Sometimes assertions check that intended funcitonality happens at least once in the course of testing - in this case, that operations happen against the etcd cluster and that validation occurs. For example, in parallel_driver_generate_traffic.py
:
sometimes(success, "Client can make successful get requests", None)
Always assertions check that something (like a guarantee) always happens, on every execution history. In this case, in serial_driver_validate_operations.go
this line checks that the get response of a deleted key is empty:
assert.Always(resp.Count == 0, "Key was deleted correctly", map[string]interface{}{"key": k})
Reachable assertions will evaluate if that part of code was reached. In EventuallyValidation.java
, we have the following line:
reachable("Performing health check on the etcd cluster", null);
If our test hits this line of code at least once, it will pass.
Unreachable assertions will evaluate if that part of code was not reached. They are written in places that we do not want to reach. An example would be in code sections for error handling. In /opt/antithesis/resources/helper.py
we have the following assertion:
unreachable("Client failed to connect to an etcd host", {"host":host, "error":e})
We expect to always to connect to an etcd host. If this assertion is ever hit, then the property will fail.

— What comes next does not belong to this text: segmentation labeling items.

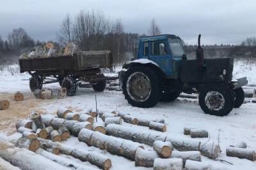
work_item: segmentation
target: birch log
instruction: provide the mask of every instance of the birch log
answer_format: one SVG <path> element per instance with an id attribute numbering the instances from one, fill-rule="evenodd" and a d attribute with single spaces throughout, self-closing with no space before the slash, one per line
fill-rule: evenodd
<path id="1" fill-rule="evenodd" d="M 9 108 L 10 102 L 6 100 L 0 100 L 0 110 L 6 110 Z"/>
<path id="2" fill-rule="evenodd" d="M 149 123 L 149 129 L 164 132 L 166 131 L 166 125 L 164 124 L 158 123 L 156 122 L 150 122 Z"/>
<path id="3" fill-rule="evenodd" d="M 9 143 L 0 141 L 0 157 L 21 169 L 70 169 L 28 150 L 15 147 Z M 35 160 L 40 160 L 40 164 Z"/>
<path id="4" fill-rule="evenodd" d="M 255 152 L 251 149 L 228 146 L 226 148 L 226 153 L 228 157 L 246 159 L 252 161 L 256 160 Z"/>
<path id="5" fill-rule="evenodd" d="M 183 162 L 181 159 L 157 158 L 154 162 L 154 170 L 182 170 Z"/>
<path id="6" fill-rule="evenodd" d="M 40 141 L 36 139 L 20 138 L 16 141 L 15 146 L 35 152 L 39 148 Z"/>
<path id="7" fill-rule="evenodd" d="M 71 113 L 72 111 L 65 108 L 60 108 L 57 111 L 57 116 L 58 118 L 64 118 L 67 113 Z"/>
<path id="8" fill-rule="evenodd" d="M 16 101 L 21 101 L 24 100 L 24 95 L 20 92 L 17 92 L 14 94 L 14 100 Z"/>
<path id="9" fill-rule="evenodd" d="M 32 129 L 32 120 L 23 119 L 16 123 L 16 129 L 18 129 L 20 127 L 24 127 L 28 129 Z"/>
<path id="10" fill-rule="evenodd" d="M 172 154 L 172 143 L 169 141 L 156 141 L 153 143 L 153 149 L 161 157 L 170 157 Z"/>
<path id="11" fill-rule="evenodd" d="M 154 166 L 154 160 L 158 158 L 157 153 L 150 148 L 138 148 L 135 155 L 135 166 L 150 167 Z"/>

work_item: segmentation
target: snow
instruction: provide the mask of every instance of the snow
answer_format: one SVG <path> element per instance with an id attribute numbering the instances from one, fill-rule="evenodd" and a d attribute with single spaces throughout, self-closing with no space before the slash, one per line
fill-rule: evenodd
<path id="1" fill-rule="evenodd" d="M 256 169 L 256 162 L 252 162 L 246 159 L 241 159 L 236 157 L 226 156 L 226 148 L 230 145 L 235 145 L 241 141 L 247 143 L 248 148 L 256 149 L 256 104 L 246 103 L 240 108 L 234 108 L 231 113 L 226 117 L 218 117 L 205 114 L 198 104 L 197 99 L 184 99 L 179 97 L 172 103 L 159 103 L 152 108 L 139 108 L 132 107 L 124 99 L 122 92 L 106 90 L 103 92 L 95 92 L 91 89 L 78 89 L 77 94 L 74 97 L 67 97 L 64 99 L 57 99 L 54 97 L 49 100 L 36 99 L 36 103 L 28 104 L 28 99 L 33 99 L 33 94 L 30 92 L 28 79 L 30 75 L 27 73 L 19 74 L 17 70 L 18 65 L 4 67 L 0 72 L 0 94 L 1 98 L 9 97 L 17 91 L 20 91 L 24 94 L 24 101 L 20 102 L 24 105 L 33 107 L 35 111 L 43 113 L 54 114 L 60 107 L 65 107 L 72 110 L 73 111 L 83 110 L 84 112 L 90 108 L 95 110 L 95 95 L 97 95 L 97 107 L 100 110 L 104 110 L 108 113 L 117 110 L 122 113 L 129 113 L 138 120 L 156 120 L 164 119 L 167 125 L 166 132 L 163 133 L 164 135 L 171 136 L 172 138 L 184 139 L 184 141 L 191 141 L 189 136 L 183 134 L 184 127 L 204 129 L 209 133 L 211 141 L 220 145 L 221 153 L 216 160 L 211 160 L 204 156 L 202 156 L 202 162 L 207 164 L 214 165 L 214 167 L 220 167 L 221 169 Z M 12 70 L 10 71 L 10 70 Z M 235 62 L 234 76 L 235 78 L 248 76 L 250 84 L 256 84 L 256 66 L 253 64 L 246 65 L 243 61 Z M 6 88 L 8 87 L 8 88 Z M 58 83 L 53 83 L 44 85 L 44 87 L 51 88 L 53 90 L 54 96 L 56 94 L 57 90 L 60 88 Z M 22 113 L 19 108 L 15 108 L 18 102 L 15 102 L 10 97 L 8 98 L 10 102 L 10 111 Z M 38 104 L 37 104 L 38 103 Z M 0 111 L 0 114 L 6 113 L 6 111 Z M 29 116 L 30 111 L 27 111 Z M 26 115 L 10 117 L 10 119 L 24 118 Z M 7 122 L 7 123 L 6 123 Z M 6 127 L 10 127 L 8 122 L 3 122 L 0 125 Z M 122 125 L 135 127 L 138 132 L 148 131 L 148 127 L 133 125 L 127 123 L 123 123 Z M 8 129 L 1 130 L 10 132 L 12 131 Z M 15 134 L 17 136 L 17 134 Z M 219 138 L 220 136 L 220 138 Z M 209 138 L 200 139 L 200 141 L 204 143 Z M 152 168 L 145 168 L 135 167 L 134 162 L 128 160 L 120 156 L 113 155 L 94 146 L 88 146 L 83 142 L 79 142 L 77 138 L 72 137 L 67 141 L 63 142 L 66 145 L 76 146 L 83 150 L 93 150 L 106 155 L 112 161 L 111 170 L 152 170 Z M 70 157 L 68 157 L 70 159 Z M 78 161 L 76 159 L 76 161 Z M 225 160 L 233 164 L 220 161 Z M 81 162 L 79 162 L 81 163 Z M 86 166 L 91 166 L 90 164 Z"/>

Randomness is key for autonomous testing, since we want the software to follow many, unpredictable execution paths. The Antithesis SDK provides an easy interface to get structured random values while also providing valuable guidance to the Antithesis platform, which increases the efficiency of testing.
Before running your application on the Antithesis platform, it can be convenient to check your work locally before you kick off a full Antithesis test run.
This is a 3 step process, which is described in greater detail here:
- Pull the bitnami/etcd:3.5 image using the following command:
docker pull bitnami/etcd:3.5
- Build the client image. From within the
/test-template
directory, run the following command:
docker build . -t client:latest
-
run
docker-compose up
from the root directory to start all containers defined indocker-compose.yml
-
After the client container has signaled
setupComplete
(or printedcluster is healthy
), you can run the parallel driver 1 to many times viadocker exec
:
docker exec client /opt/antithesis/test/v1/main/parallel_driver_generate_traffic.py
- After that completes, you can run the serial driver in the same fashion:
docker exec client /opt/antithesis/test/v1/main/serial_driver_delete_keys
You should see a message: Completion of a key deleting check
- Try running the other commands in the /opt/antithesis/test/v1/main directory and confirm that they work!
You've now validated that your test is ready to run on the Antithesis platform! (Note that SDK assertions won't be evaluated locally).
Using the three node etcd cluster and the client
image built from this repository, we ran a 3 hour test. The resulting triage report can be found here, and our docs show you how to interpret it.